Rujukan bagi Warga Muhammadiyah dan Umat Islam Lainnya
Ketua Umum PP Muhammadiyah, Prof Dr Haedar Nashir MSi mengatakan, dengan keputusan penentuan Ramadhan, Syawal dan Dzulhijjah ini, khusus bagi warga Muhammadiyah akan mempunyai rujukan yang pasti dan jauh sebelumnya akan mengikuti apa yang telah menjadi keputusan PP.
“Kepada yang lain, monggo ini menjadi rujukan dalam mengambil keputusan untuk awal Ramadhan, Syawal dan Dzulhijjah sesuai dengan keyakinan dan ijtihad yang diambil. Ada kemungkinan di 1 Syawal dan Idul Adha terjadi perbedaan, karena perbedaan metode yang dipakai,” ucapnya.
Haedar Nashir menuturkan, meskipun terjadi perbedaan metode yang dipakai, dan ini merupakan ijtihad Muhammadiyah, maka penting bagi umat di tubuh bangsa ini untuk berkomitmen saling menghargai, menghormati, dan tasamuh atau toleran.
“Kita punya pengalaman berbeda dalam hal 1 Ramadhan, 1 Syawal dan 10 Dzulhijjah sehingga perbedaan itu jangan dianggap sebagai sesuatu yang baru. Artinya kita sudah terbiasa dengan perbedaan lalu timbul penghargaan dan kearifan,” ungkap Haedar.
Dia mengingatkan, dalam hal ijtihad, ini merupakan watak umat Islam sebagai bagian dari praktik dalam menjalankan agama.
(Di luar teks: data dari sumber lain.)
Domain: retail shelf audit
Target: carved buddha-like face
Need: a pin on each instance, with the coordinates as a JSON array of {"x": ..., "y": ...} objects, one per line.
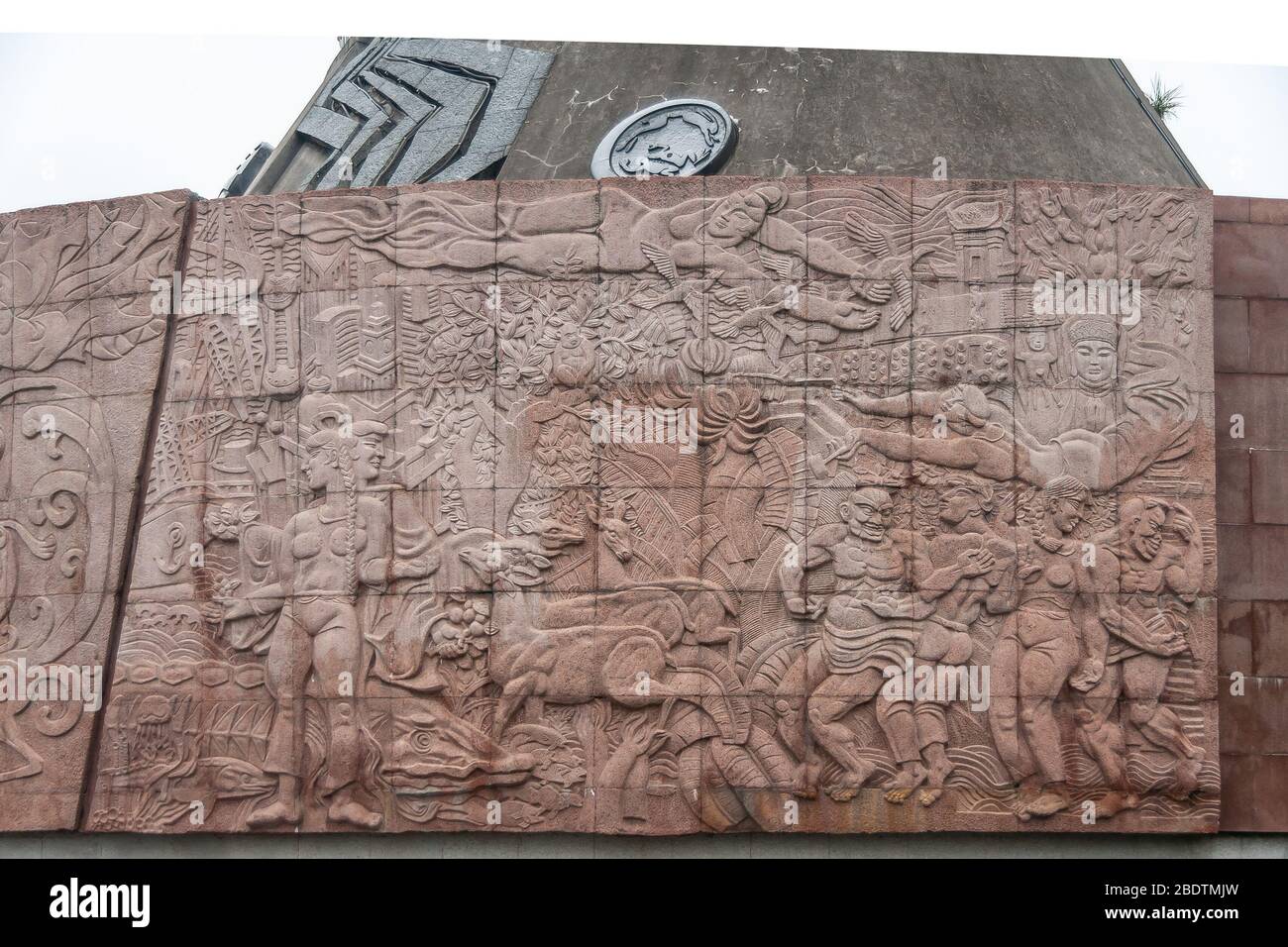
[
  {"x": 1095, "y": 361},
  {"x": 1065, "y": 513},
  {"x": 868, "y": 514},
  {"x": 735, "y": 218},
  {"x": 1146, "y": 532}
]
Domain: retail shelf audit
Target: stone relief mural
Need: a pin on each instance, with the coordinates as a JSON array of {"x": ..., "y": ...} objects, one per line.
[
  {"x": 678, "y": 505},
  {"x": 80, "y": 357}
]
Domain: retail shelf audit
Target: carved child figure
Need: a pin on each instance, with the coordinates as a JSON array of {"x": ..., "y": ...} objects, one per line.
[{"x": 871, "y": 624}]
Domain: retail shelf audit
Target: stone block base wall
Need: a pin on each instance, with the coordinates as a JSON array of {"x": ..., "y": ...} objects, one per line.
[
  {"x": 1252, "y": 508},
  {"x": 613, "y": 506}
]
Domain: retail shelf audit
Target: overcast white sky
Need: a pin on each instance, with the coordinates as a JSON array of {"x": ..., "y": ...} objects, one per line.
[{"x": 88, "y": 118}]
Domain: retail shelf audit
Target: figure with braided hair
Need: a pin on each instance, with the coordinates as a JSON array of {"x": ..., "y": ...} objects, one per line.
[
  {"x": 1056, "y": 635},
  {"x": 327, "y": 556}
]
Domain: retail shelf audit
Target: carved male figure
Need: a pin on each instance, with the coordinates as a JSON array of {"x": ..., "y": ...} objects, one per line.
[
  {"x": 947, "y": 571},
  {"x": 327, "y": 554},
  {"x": 1159, "y": 579},
  {"x": 872, "y": 622}
]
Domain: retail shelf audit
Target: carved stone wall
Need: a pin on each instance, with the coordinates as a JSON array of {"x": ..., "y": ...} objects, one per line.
[
  {"x": 80, "y": 359},
  {"x": 679, "y": 505}
]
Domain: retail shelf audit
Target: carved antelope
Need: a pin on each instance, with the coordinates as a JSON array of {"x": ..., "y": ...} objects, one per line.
[{"x": 571, "y": 651}]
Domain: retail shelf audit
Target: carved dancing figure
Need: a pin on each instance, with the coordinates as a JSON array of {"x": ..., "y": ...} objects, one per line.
[
  {"x": 871, "y": 624},
  {"x": 1056, "y": 637},
  {"x": 1159, "y": 579}
]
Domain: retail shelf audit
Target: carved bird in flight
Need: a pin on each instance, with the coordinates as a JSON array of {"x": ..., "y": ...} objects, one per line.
[{"x": 892, "y": 273}]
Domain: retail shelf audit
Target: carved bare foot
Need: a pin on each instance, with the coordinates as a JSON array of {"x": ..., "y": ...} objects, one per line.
[
  {"x": 850, "y": 783},
  {"x": 910, "y": 776},
  {"x": 274, "y": 814},
  {"x": 355, "y": 814},
  {"x": 1115, "y": 802},
  {"x": 939, "y": 774},
  {"x": 1048, "y": 802}
]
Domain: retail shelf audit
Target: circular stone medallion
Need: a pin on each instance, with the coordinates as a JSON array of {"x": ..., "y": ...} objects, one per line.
[{"x": 674, "y": 138}]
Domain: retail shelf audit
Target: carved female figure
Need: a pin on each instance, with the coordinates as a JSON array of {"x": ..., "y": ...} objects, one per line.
[{"x": 1055, "y": 637}]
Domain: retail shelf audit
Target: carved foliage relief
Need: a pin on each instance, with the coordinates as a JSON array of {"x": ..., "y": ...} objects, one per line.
[
  {"x": 679, "y": 505},
  {"x": 80, "y": 356}
]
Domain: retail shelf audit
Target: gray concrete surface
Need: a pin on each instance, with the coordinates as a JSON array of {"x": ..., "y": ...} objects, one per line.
[
  {"x": 812, "y": 111},
  {"x": 476, "y": 845}
]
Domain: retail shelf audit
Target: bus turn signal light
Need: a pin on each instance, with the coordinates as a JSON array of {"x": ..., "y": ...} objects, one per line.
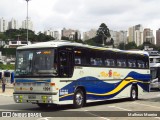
[{"x": 52, "y": 84}]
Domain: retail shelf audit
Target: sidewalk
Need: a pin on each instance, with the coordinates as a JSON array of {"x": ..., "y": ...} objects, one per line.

Oleh sebab itu, perbedaan tidak semestinya dianggap sebagai sumber perpecahan.
“Jangan juga dijadikan sumber yang membuat kita umat Islam dan warga bangsa lalu retak, karena ini menyangkut ijtihad yang menjadi bagian denyut nadi perjuangan perjalanan sejarah umat Islam, yang satu sama lain saling paham, menghormati dan saling menghargai,” imbuhnya.
Sarana Memperbaiki Ibadah
Guru Besar Sosiologi Universitas Muhammadiyah Yogyakarta (UMY) ini juga berpesan agar umat menjadikan kesempatan berjumpa dengan Ramadhan, Syawal maupun Idul Adha 1444 H sebagai sarana memperbaiki ibadah.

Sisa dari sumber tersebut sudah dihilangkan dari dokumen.